Evelyn War had not been to the surface for weeks. No one went outside alone. Her father had died above ground. Outside was the most dangerous place of all. All of the legends were about outside.
In the fables, the Masters had lived in the World above ground. Now, nobody but Evelyn believed the fables.
Evelyn knew that the Masters had been real, as an article of faith. Her father had Heard the Voice. He had died trying to follow their Urgings. He had died trying to save not only the Pack, but all Aux.
There is strength in numbers, that’s what her father had said the Voice told him. There is strength in numbers and we need strength to survive. A change is coming. An Age is ending. The Master wants us to form alliances.
Evelyn War would never forget those words, and she would never forgive Ezra Pound for ignoring them.
Zoo Pack traded and bartered with other packs when it had to, but Ezra Pound was proud. He believed Zoo Pack needed to stand alone. In his mind, it was weakness to rely on the comfort of other packs, and weaker still to rely on their weapons.
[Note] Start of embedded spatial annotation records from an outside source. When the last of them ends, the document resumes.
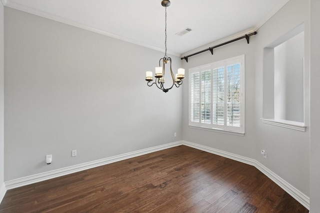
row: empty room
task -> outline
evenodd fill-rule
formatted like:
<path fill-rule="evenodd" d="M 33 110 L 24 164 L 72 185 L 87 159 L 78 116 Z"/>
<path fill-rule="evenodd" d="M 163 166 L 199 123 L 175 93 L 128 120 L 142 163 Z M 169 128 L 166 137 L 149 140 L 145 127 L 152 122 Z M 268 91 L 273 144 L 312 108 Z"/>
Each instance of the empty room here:
<path fill-rule="evenodd" d="M 2 0 L 0 213 L 320 213 L 320 0 Z"/>

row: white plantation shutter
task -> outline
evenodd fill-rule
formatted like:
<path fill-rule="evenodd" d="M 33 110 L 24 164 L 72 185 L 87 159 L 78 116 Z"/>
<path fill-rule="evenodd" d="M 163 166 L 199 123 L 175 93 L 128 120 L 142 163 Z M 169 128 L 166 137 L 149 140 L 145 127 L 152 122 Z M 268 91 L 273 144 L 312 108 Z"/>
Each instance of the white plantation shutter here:
<path fill-rule="evenodd" d="M 191 86 L 191 121 L 198 122 L 200 115 L 200 75 L 194 73 L 190 76 Z"/>
<path fill-rule="evenodd" d="M 201 73 L 201 122 L 211 123 L 211 71 Z"/>
<path fill-rule="evenodd" d="M 244 133 L 244 56 L 189 70 L 189 124 Z"/>
<path fill-rule="evenodd" d="M 224 124 L 224 68 L 213 70 L 213 122 L 214 124 Z"/>

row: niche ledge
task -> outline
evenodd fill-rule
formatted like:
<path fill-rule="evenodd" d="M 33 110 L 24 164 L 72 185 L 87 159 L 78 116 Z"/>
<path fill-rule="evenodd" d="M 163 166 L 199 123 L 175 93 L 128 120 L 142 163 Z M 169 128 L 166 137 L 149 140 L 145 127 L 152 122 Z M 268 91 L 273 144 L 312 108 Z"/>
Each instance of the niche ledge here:
<path fill-rule="evenodd" d="M 260 118 L 261 121 L 264 124 L 278 126 L 295 130 L 306 132 L 306 126 L 304 123 L 297 122 L 296 121 L 288 121 L 286 120 L 274 120 L 272 118 Z"/>

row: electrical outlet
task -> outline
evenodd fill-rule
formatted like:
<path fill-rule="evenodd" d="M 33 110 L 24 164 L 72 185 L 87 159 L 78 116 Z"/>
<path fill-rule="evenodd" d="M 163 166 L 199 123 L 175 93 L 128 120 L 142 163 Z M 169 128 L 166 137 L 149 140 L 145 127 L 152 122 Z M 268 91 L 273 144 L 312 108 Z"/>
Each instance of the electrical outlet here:
<path fill-rule="evenodd" d="M 47 155 L 46 156 L 46 164 L 50 164 L 52 162 L 52 155 Z"/>
<path fill-rule="evenodd" d="M 71 156 L 72 157 L 76 156 L 76 150 L 72 150 L 71 151 Z"/>

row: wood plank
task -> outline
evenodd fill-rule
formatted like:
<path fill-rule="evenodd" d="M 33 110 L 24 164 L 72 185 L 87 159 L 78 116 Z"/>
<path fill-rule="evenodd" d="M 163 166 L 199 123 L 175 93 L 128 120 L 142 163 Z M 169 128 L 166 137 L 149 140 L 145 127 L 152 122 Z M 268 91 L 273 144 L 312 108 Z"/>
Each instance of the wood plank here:
<path fill-rule="evenodd" d="M 308 211 L 254 167 L 184 146 L 8 190 L 0 204 L 0 213 L 66 212 Z"/>

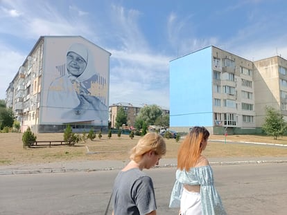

“Tougher and tough,” Evelyn said, climbing the old machinery of the unmoving moving staircase. There were no tread-plates left, just exposed machine guts. She climbed the handrail instead, going hand-over-hand and step-by-step up a narrow strip of metal that had once been covered by a thick sheath of rubber, long since perished.
Evelyn wished she had back-up as she scaled the skeletal remains of the escalators.
She reached what had once been the grand entrance hall of the Wittenbergplatz station.
She could not imagine what it must once have looked like. It had long ago been stripped of anything that could be looted or used to build with, or to burn, although most of the marble floor was intact, impossible to dig up without shattering the tiles. Everything not torn out in the old time was almost exactly as it had always been. The freezing temperatures of the Time of Ice had taken its toll on the glass, so there was little screening from the elements.
The next ping almost made Evelyn jump.
She swung around to get a full view of the entrance hall, something she had been avoiding.
The last time she had been in Wittenbergplatz station, she had been there with her father. The last time she had seen the grand hall, her father had been lying on the cold marble floor with blood oozing from the wound in his chest. The blood had congealed as it hit the air, freezing solid before it could spread across the bitterly cold tiles.
Evelyn looked at the spot on the floor where her father’s body had lain. There was no mark of him, no stain. The only trace was in her memory.